The stages around the dilution unit are precooled with heat switches, that are located between the 4K Flange and the Still Flange, and between the Still and Mixing Chamber stages. The heat switches are used for the initial pre-cooling of the dilution refrigerator with the pulse tube from room temperature to low enough temperature for the dilution refrigerator cycle to start, approximately 4.2 kelvin. After the system is cooled to that temperature, the heat switches’ thermal contact with the pulse tube are broken. Then the pulse tube continues to cool down just the 50K and 4K Flanges, with the incoming helium-3 (He-3) precooling there.
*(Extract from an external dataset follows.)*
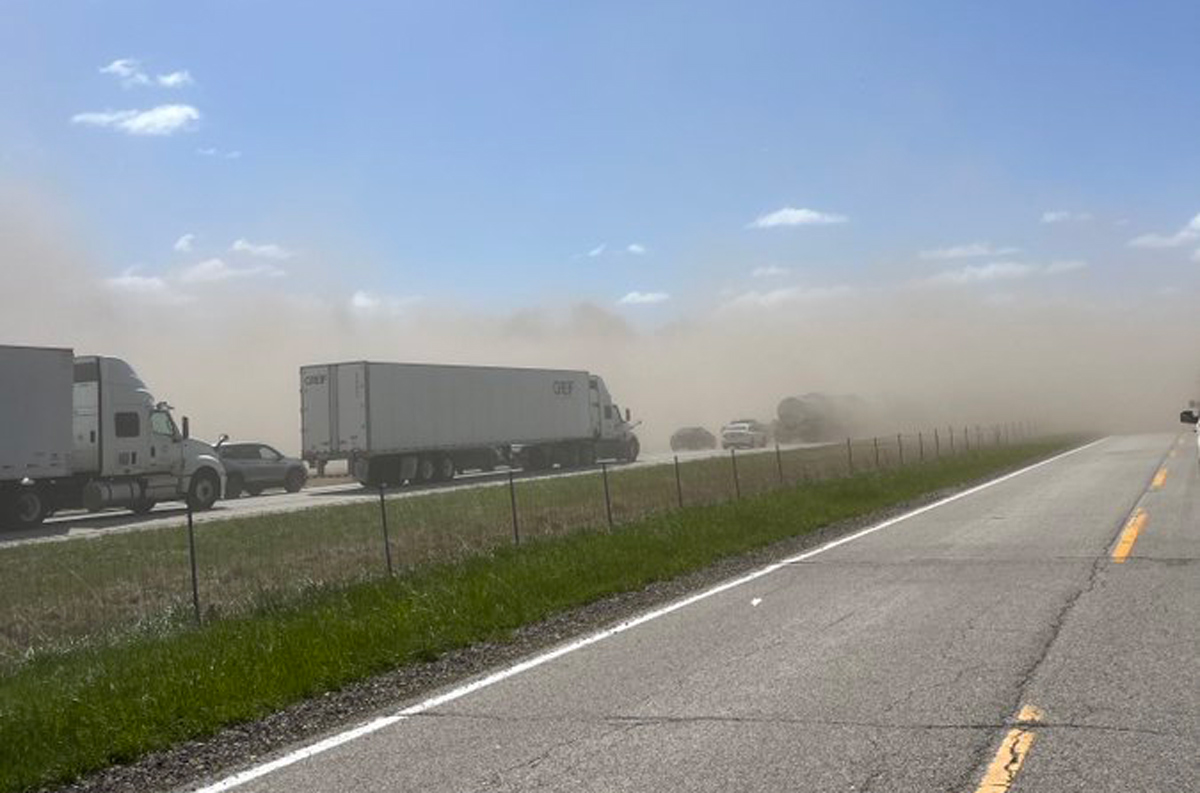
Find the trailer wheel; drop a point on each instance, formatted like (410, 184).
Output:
(205, 490)
(537, 458)
(27, 509)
The incoming He-3 gas is pre-cooled to below 4.2 kelvin by different heat exchangers in the upper stages of the system. He-3 returning to the system arrives via a condensing line, which leads to a cold trap at approximately 50 kelvin. It takes out any contamination of circulation by freezing it and also serves as a heat exchanger. After that the incoming gas is thermalized around the pulse tube before moving through to the dilution unit.
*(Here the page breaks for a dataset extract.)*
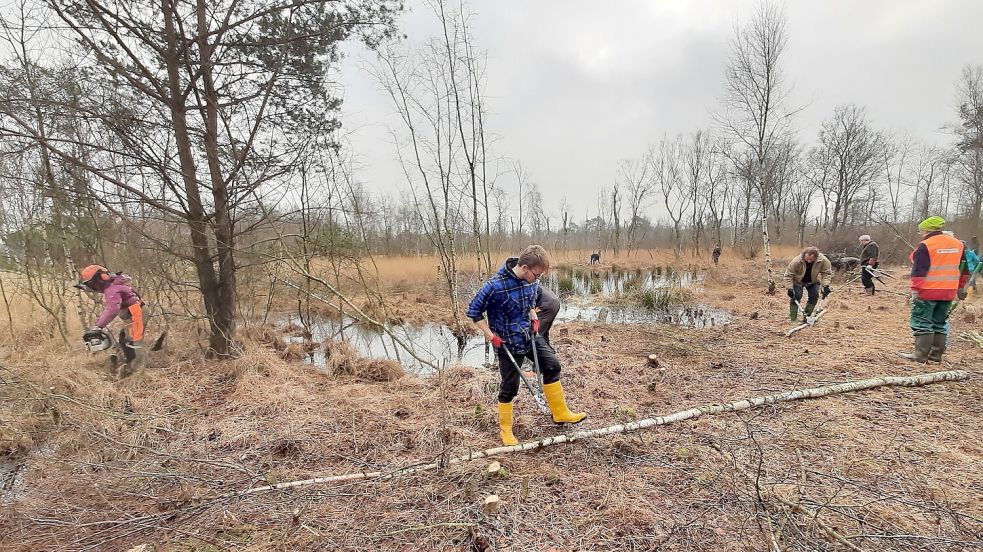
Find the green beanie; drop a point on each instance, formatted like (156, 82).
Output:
(931, 224)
Protecting the System from the External Environment
Because the dilution refrigerator system is operated at very low temperatures, it must be kept in a vacuum and shielded from the external environment. For this purpose, there is a vacuum can covering the system. Additionally, each of the different temperature stages are covered by a radiation shield preventing heat load by radiation from the warmer stages to the lower and colder stages.
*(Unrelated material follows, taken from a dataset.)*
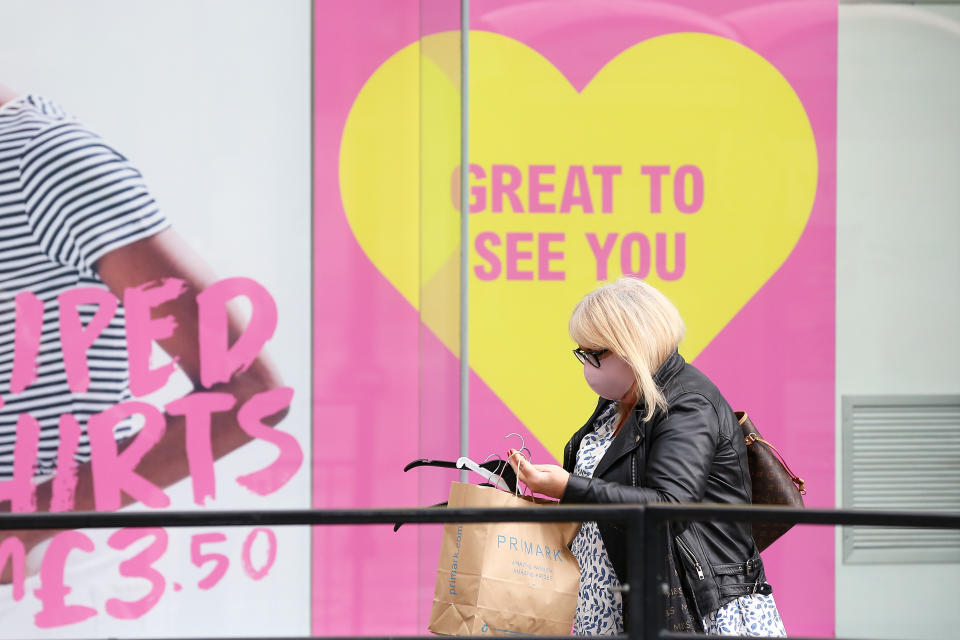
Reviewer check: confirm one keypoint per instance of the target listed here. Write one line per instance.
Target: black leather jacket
(695, 452)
The vacuum can is attached to the room temperature flange and keeps everything in vacuum. Because the vacuum can parts are staying at room temperature, rubber seals can be used to easily achieve a high vacuum. Under it the 50K, 4K, and Still Flanges all have their own radiation shields, shielding the more inner parts from thermal radiation. This reduces the heat load they experience substantially. Once the shields and cans are attached, the vacuum is pumped using the Gas Handling System.
The Gas Handling System
The Gas Handling System (GHS) has all the pumps, pumping lines, valves, pressure gauges, etc., which are necessary to operate the entire system. Helium is pumped using its pumps and at the very early stages of the cool-down air is evacuated from the system using its pumps to get an isolating vacuum.
The GHS is used to run the closed helium circulation, with large pumps as you need lots of pumping power for it. The GHS is contained in a single cabinet. Because of acoustic noise this unit is preferably placed in a separate room from the cryostat, together with a compressor required for the operation of the pulse tube.
The Gas Handling System comes with a PLC (Programmable Logic Controller) control system, which manages the pumping of the gas and other control operations. To operate the system, a separate Control Software is provided for remote control and automatic cooldown and warm-up processes. The software enables operation to be carried out automatically, or performed manually if the user chooses. In addition to controlling the system, the Control Software provides users with diagnostics and history logs of the system.
Cooling Power on Demand
All these components must function reliably together to provide the cooling power a dilution refrigerator is able to. Working together they enable operation of the dilution unit and provide the user with an ease of use, which enables them to do their experiments without significant effort to reach millikelvin temperatures. After pumping a good vacuum, one can start the pulse tube and achieve 4.2 kelvin temperature. Then start the dilution refrigerator operation and ultimately achieve 7 millikelvin, providing the ability to perform experiments that require these ultra-low temperatures.